Locating a Missing Person Turns Into Emotionally-Charged Roller Coaster Case
Kinsey Investigations is known as the California private investigations firm with a heart. We love it when our cases have happy endings, but unfortunately, the truth is not always what our clients are hoping to hear. Too often, in Los Angeles infidelity investigations, child custody investigations, and other highly emotional kinds of cases, our efforts uncover some of our clients’ worst fears. So, when we were first contacted about locating a missing person in Los Angeles, we deeply hoped (as we always do) that this case would end happily.
Locating Missing Persons in Los Angeles Always Highly-Emotional Work
Recently, we helped an out-of-state family after they’d filed a missing person’s report with the LAPD about their adult son in his early 20s. The family were, understandably, very concerned, being so far away and out of contact with their son. They followed up with authorities several times in the days after their initial report, leaving messages and playing phone tag, all the while agonizing with worry. After a week had gone by without any news or updates from the LAPD, the family came to us, by then even more concerned and desperate for answers. As soon as the family hired us, we contacted the LAPD again, on their behalf, but eventually called the department’s missing person’s detective directly.
We located the missing man’s vehicle on a Friday and immediately shared its location with LAPD. In cases where any foul play could be a part of the story, we understand the necessity of preserving what could turn into a crime scene, and there was no obvious indication that the vehicle was occupied. And then, we waited.
All of us at Kinsey Investigations care deeply about all our clients. As a woman-owned L.A. private investigations firm with a staff more than 75% female, we don’t just take on cases with our heads, but with our hearts as well.
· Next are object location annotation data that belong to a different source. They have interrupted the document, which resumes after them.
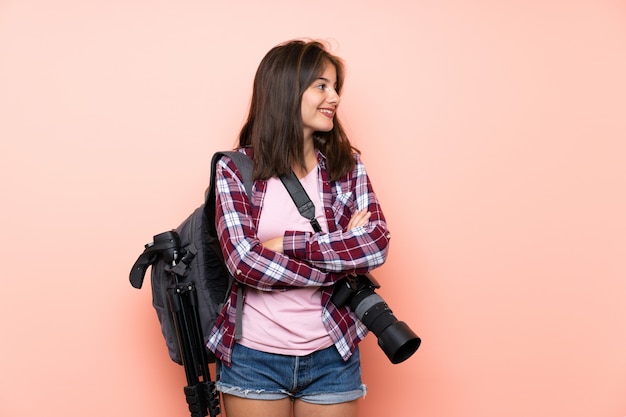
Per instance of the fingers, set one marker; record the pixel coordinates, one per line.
(360, 218)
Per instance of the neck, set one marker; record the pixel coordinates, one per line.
(310, 159)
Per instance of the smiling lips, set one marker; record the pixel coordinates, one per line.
(328, 112)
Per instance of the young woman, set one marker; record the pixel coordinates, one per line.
(298, 351)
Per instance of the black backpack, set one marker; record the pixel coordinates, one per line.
(188, 260)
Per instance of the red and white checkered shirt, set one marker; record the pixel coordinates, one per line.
(308, 258)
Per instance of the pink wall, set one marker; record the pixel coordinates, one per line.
(494, 132)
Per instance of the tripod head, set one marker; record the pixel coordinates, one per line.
(165, 245)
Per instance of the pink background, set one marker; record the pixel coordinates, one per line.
(494, 132)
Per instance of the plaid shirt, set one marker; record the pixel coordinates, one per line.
(308, 259)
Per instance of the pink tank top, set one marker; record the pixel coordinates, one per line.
(285, 322)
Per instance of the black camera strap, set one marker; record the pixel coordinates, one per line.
(301, 199)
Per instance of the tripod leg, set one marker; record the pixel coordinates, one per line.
(200, 391)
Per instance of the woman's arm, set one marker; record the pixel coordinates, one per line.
(350, 249)
(246, 258)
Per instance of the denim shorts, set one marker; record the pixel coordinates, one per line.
(322, 377)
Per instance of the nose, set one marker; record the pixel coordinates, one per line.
(333, 96)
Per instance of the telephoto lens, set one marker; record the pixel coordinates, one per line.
(395, 337)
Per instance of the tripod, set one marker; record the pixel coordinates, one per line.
(200, 391)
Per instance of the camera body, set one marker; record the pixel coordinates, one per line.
(395, 337)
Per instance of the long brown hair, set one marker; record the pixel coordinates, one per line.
(274, 126)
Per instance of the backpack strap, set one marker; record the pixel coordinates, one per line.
(301, 199)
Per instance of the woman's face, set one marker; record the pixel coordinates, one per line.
(319, 103)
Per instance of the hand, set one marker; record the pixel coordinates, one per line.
(360, 218)
(275, 244)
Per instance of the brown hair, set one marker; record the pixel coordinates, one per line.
(274, 126)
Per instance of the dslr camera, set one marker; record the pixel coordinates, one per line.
(395, 337)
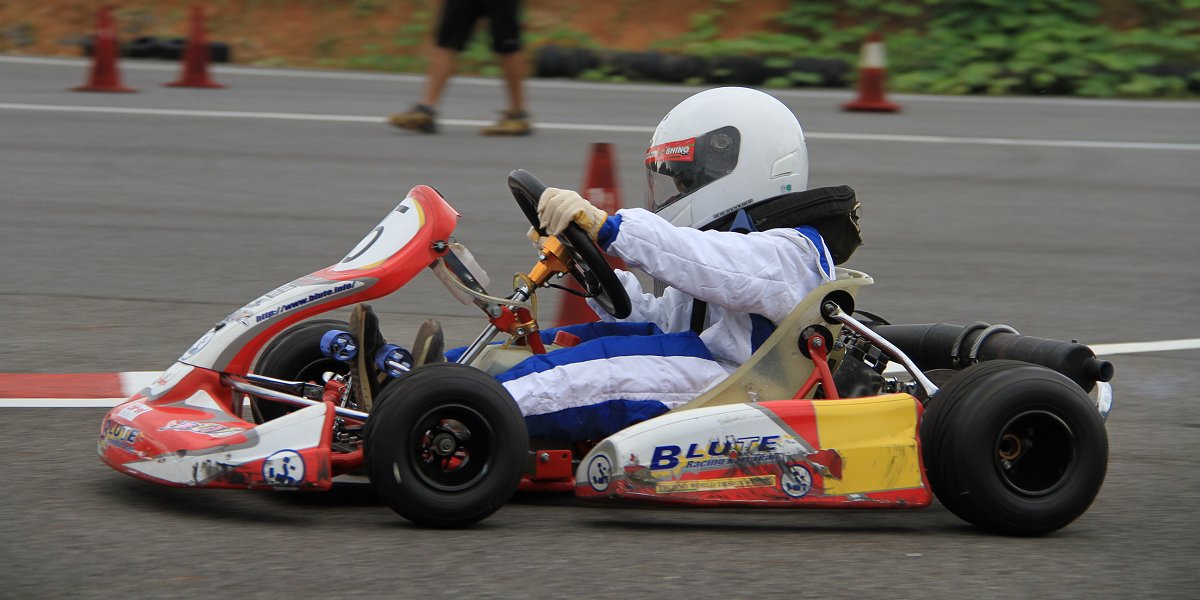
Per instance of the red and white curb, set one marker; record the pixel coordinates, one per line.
(71, 390)
(107, 390)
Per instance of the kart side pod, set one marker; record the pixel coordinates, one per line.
(861, 453)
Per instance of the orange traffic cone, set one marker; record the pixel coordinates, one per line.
(871, 71)
(196, 57)
(105, 76)
(599, 187)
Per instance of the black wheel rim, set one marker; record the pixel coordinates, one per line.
(1035, 453)
(451, 448)
(316, 370)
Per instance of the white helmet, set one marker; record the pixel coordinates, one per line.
(721, 150)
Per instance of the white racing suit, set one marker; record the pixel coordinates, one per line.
(640, 367)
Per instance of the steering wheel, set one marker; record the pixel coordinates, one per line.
(591, 268)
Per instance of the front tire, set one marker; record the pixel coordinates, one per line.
(445, 445)
(1014, 448)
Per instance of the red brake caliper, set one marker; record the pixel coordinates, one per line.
(820, 355)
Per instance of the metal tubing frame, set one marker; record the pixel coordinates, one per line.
(246, 387)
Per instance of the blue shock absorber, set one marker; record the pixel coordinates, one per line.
(394, 360)
(339, 345)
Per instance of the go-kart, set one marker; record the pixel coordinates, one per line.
(996, 425)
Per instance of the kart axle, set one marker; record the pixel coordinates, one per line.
(832, 311)
(287, 399)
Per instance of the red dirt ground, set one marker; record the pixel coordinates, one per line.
(316, 33)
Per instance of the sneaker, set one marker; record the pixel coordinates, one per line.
(365, 378)
(510, 124)
(419, 118)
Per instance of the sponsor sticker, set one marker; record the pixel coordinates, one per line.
(599, 472)
(283, 468)
(707, 485)
(131, 411)
(717, 453)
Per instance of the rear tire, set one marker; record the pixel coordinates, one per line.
(1014, 448)
(447, 445)
(295, 355)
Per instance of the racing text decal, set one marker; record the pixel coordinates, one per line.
(717, 453)
(672, 151)
(209, 429)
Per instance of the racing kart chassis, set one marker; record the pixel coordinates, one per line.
(996, 425)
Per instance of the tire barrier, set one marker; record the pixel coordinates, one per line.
(654, 66)
(161, 48)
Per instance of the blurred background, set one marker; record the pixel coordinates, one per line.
(1043, 173)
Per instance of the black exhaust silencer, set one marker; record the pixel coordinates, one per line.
(946, 346)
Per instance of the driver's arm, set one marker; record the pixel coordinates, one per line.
(671, 312)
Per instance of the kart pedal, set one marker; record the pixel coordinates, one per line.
(430, 345)
(366, 378)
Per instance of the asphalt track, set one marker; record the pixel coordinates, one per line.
(132, 222)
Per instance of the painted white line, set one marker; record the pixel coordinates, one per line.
(133, 382)
(60, 402)
(559, 84)
(611, 129)
(136, 379)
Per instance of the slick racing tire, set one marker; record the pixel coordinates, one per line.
(1014, 448)
(447, 445)
(295, 355)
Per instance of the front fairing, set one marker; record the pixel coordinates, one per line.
(186, 429)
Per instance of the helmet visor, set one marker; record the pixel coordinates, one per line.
(676, 169)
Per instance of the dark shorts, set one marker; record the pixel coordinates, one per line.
(459, 18)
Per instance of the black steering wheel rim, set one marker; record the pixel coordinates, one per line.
(591, 269)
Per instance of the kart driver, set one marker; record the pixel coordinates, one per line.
(713, 154)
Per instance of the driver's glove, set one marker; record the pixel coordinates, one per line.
(559, 208)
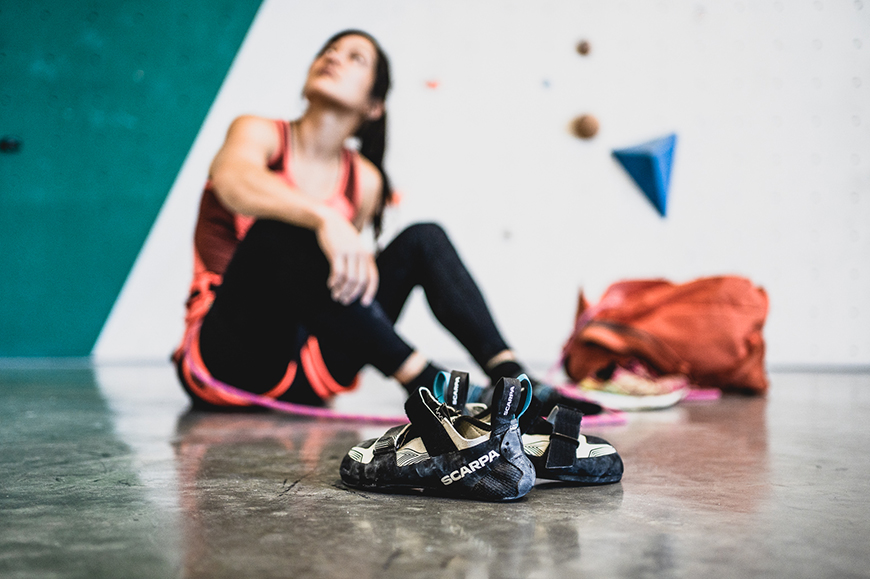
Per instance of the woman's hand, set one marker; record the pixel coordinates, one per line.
(353, 273)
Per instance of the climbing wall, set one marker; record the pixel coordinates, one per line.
(99, 104)
(770, 176)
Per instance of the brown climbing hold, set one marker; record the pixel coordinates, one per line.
(585, 126)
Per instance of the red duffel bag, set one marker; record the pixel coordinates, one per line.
(708, 329)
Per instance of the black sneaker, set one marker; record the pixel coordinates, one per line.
(444, 453)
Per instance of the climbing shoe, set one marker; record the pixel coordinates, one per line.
(445, 453)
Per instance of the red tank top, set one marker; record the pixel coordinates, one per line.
(219, 231)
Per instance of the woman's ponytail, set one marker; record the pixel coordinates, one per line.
(373, 134)
(373, 142)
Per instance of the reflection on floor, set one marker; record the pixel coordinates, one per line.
(105, 472)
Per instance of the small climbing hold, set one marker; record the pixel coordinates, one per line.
(585, 126)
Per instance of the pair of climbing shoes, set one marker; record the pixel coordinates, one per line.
(477, 451)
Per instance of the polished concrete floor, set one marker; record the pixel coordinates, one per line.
(105, 473)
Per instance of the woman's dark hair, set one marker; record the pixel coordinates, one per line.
(372, 135)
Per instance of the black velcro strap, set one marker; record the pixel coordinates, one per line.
(565, 437)
(456, 393)
(425, 415)
(387, 442)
As we all waited, expectantly, for news over the weekend, we began to agonize right along with the family who’d hired us, wondering why in the world we weren’t getting any updates.
On Monday morning around 9:15, we called the missing person’s division directly, and this time, we sent them photos of the vehicle parked at the location we’d shared with LAPD on Friday. In the meantime, we had begun distributing missing person flyers, interviewing neighbors, and leaving our business card with anyone willing to help us. The person living in the home across from where we’d found the car shared her cell phone number with us and promised to call if she noticed anything happening. Later that day, she followed through, letting us know the police were there and seemed to be searching through the vehicle.
Apparently, no one had been dispatched over the weekend. After our Monday call, officers followed the information we’d provided, found and breached the vehicle to search for evidence. They then towed it to the LAPD impound before conducting a more thorough search. Around 3:00, they opened the trunk, and that’s when they discovered the young man we were looking for, inside, looking as if he’d been deceased for several days. Our client received a call from the coroner’s office with the heartbreaking news. Hysterical, the young man’s mother hung up on the coroner and called us, utterly devastated. Soon after, the young man’s grandmother called our offices, but because we had not been contacted directly by the coroner or the LAPD, we could tell her no more than our client had shared with us, and we couldn’t officially confirm any details.
Being a California Private Investigator Not Always a Glamorous Job
The hoops we had to jump through to get information and answers from authorities in this case surprised us, and considering how much our well-established, local, professional office struggled, we can only imagine what this family went through, states away, and desperate for information from authorities that never came. No one helped them until we got involved. Now, they are left to wonder and agonize over the what-ifs – if authorities had taken them seriously in the seven days before they called us, if someone had been sent to investigate as soon as we located the vehicle, if anyone would’ve taken initiative without our office needing to intervene on their behalf – would their son still be alive today?
While the missing person’s case is closed, the investigation into cause of death and potential homicide or other foul play continues. We have also continued to help the family in any way we can. From picking up the young man’s belongings from the coroner, pulling his credit to figure out what he still owed on the vehicle, following up with Toyota Financial Services at their request to arrange for the car to be picked up from the LAPD impound, etc.
Soon, we will visit the son’s apartment to pack up his things there for shipping back to his family. As diligently as we worked on this case, and as much time as we will put into helping with these final arrangements, we still wish mightily that we could have done more for this family. Despite knowing that we did all we could, we will wonder and wish right along with them, if we could have spoken whatever words or made whatever phone call that might have led to a different outcome in this case.
Being a P.I. is not always the glamorous, exciting work portrayed in the movies and on TV. It’s been a very sad several days for our office, though of course, we know, nothing compared to what this young man’s family is going through. Our hearts go out to them.